CCS lawyers also point out that in some countries, investments in all forms of clean energy are not available. For those with high emissions of fossil fuels, carbon capture and storage may be necessary.
“We have locations where there are significant emissions from many sectors, such as refining, steel, cement, or energy.
Still modern and expensive
“The technology is still new, and our job is to create ventilators that remove carbon from the atmosphere and store it permanently on the ground,” said Christoph Butler, founder of ClimWorks, the first commercial plant to directly absorb carbon dioxide. Wind.
Unlike utilities directly linked to fossil fuel sources, ClimWorks filters the air around its plant.
“We’ve in Iceland but what we do affects CO2 levels everywhere.”
“CO2 capture and storage captures emissions before they enter the atmosphere. What we do captures what is already in the sky,” Bettler added.
Direct air capture is not controversial as it has no direct contact with pollutants.
According to ClimWorks, the facility is powered by renewable energy sources, making it a sustainable carbon capture solution.
But as with any emerging technology, it is not clear how effective it will be until it is widely disseminated.
For now, it is subject to speculation and there are questions about its feasibility and expansion potential.
“The main challenge of carbon capture technology is its cost,” says Samantha McCulloch. “Significant investment is needed not only in capture facilities, but also in planning and investing in CO2 transport and storage infrastructure. We have seen progress, but we are still in the early days.”

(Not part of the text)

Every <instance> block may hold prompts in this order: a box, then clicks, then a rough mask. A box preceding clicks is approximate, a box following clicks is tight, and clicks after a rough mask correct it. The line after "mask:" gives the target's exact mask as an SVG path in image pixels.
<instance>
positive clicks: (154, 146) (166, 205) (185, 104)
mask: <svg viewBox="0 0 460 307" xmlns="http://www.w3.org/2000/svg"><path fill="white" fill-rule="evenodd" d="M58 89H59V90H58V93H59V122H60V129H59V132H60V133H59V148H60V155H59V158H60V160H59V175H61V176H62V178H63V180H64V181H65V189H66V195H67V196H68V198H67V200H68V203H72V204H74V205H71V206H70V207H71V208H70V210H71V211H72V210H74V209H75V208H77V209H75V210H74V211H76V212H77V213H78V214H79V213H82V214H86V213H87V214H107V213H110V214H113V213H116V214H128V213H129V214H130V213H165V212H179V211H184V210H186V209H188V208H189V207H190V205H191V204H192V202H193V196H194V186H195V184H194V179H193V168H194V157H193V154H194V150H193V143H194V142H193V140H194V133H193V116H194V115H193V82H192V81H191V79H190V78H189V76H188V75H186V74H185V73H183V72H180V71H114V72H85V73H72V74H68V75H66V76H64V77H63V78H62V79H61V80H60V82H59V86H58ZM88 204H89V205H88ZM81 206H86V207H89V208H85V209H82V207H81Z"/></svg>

Proponents of CCS say the old carbon dioxide will remain in the atmosphere by 2030 or 2040, even if it upgrades our energy systems and reduces new emissions.
Experts point out that this is the historic carbon that needs to be pulled.
The discussion is also about priorities. Should we focus on renewables in the short term or should we invest more in capturing carbon first? Some believe the two should go hand in hand.
“Didn’t CCS green our planet anyway? The portrayal of those who support its use as rejecting biodiversity is not true, we really care,” said Patricio of Imperial College London.
McCulloch explains that the International Energy Agency’s latest analysis of carbon sequencing prioritizes an approach that considers “full-scale options to be used all at once.”
“Getting us on the path to net zero carbon by 2050 requires a promising change in how we use, transport and produce energy, which is why the world needs full-scale solutions that include renewables, energy efficiency, increased deployment of hydrogen technologies, and carbon sequestration. In this regard, it plays an important role.